The chance discovery of a new species with characteristics closer to Gloeobacteria but also with some typical of Phycobacteria can help to reconstruct their evolution. This also means having new clues about their role in producing the oxygen present in the Earth’s atmosphere.
The species Anthocerotibacter panamensis is devoid of thylakoids, a feature in common with other Gloeobacteria. This is an interesting discovery considering that thylakoids are the site of the reactions of photosynthesis in cyanobacteria. Despite this, this cyanobacterium can perform photosynthesis, albeit very slowly. This finding indicates that thylakoids evolved into Phycobacteria.
Another feature of Anthocerotibacter panamensis is that it produces carotenoids, compounds that protect organisms from damage that can result from exposure to sunlight. This production occurs in a way that is typical of the Phycobacteria group and different from the way used by the Gloeobacteria.
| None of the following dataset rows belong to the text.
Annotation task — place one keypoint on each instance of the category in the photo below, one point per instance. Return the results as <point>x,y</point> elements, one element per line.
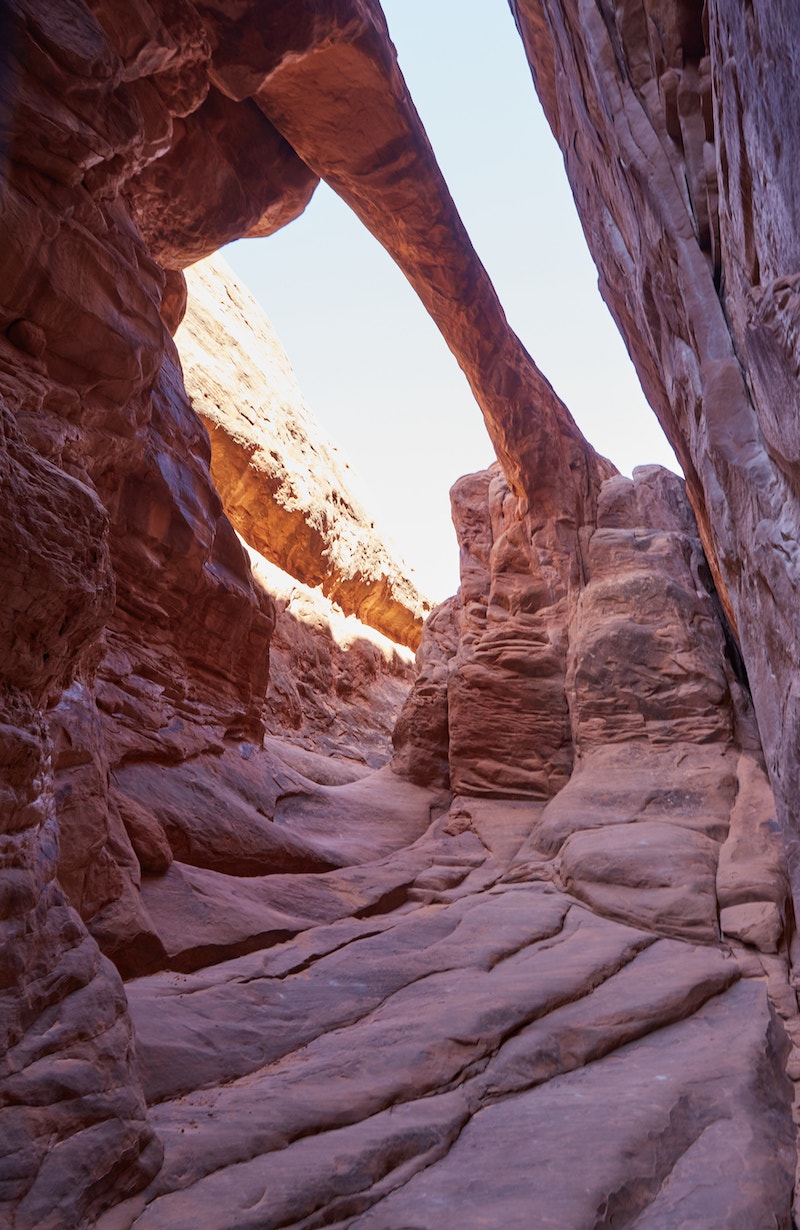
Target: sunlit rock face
<point>286,488</point>
<point>675,123</point>
<point>558,934</point>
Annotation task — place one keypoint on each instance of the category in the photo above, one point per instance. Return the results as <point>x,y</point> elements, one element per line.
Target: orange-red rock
<point>364,1003</point>
<point>284,486</point>
<point>683,162</point>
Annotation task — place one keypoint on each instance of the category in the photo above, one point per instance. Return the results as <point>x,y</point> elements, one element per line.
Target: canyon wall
<point>673,124</point>
<point>360,996</point>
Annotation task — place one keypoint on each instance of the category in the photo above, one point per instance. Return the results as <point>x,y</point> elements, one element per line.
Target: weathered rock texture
<point>364,1000</point>
<point>536,983</point>
<point>676,126</point>
<point>284,486</point>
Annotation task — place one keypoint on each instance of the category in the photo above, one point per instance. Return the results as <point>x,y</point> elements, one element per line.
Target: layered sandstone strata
<point>284,486</point>
<point>672,118</point>
<point>372,1003</point>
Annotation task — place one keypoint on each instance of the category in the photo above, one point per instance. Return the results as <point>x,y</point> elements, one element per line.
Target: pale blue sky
<point>372,365</point>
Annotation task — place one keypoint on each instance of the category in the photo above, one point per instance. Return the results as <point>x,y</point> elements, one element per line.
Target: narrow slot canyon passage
<point>323,904</point>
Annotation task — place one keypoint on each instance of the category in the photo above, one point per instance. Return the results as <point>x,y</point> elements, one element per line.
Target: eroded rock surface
<point>284,486</point>
<point>361,998</point>
<point>673,123</point>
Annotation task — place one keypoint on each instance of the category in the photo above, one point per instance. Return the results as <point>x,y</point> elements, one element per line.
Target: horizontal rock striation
<point>559,934</point>
<point>283,485</point>
<point>672,119</point>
This suggests that it’s a type of biosynthesis that evolved into the common ancestor of all cyanobacteria and was lost in Gloeobacteria.
Any cyanobacterium not classifiable in the Phycobacteria group can offer important information about cyanobacteria. An article published in “The ISME Journal” in May 2020 reports the description of a new cyanobacterium candidate that was named Aurora vandensis closely related to the Gloeobacteria group. It’s a result of a metagenomic study so there may be follow-up analyzes.
In addition to useful information to reconstruct the history of cyanobacteria, the discovery of Anthocerotibacter panamensis could be useful in the development of biotechnologies related to photosynthesis. This cyanobacterium is slow in photosynthesis but the genetic structure that manages this function is relatively simple compared to other cyanobacteria, making it interesting to study and perhaps to introduce into other types of organisms.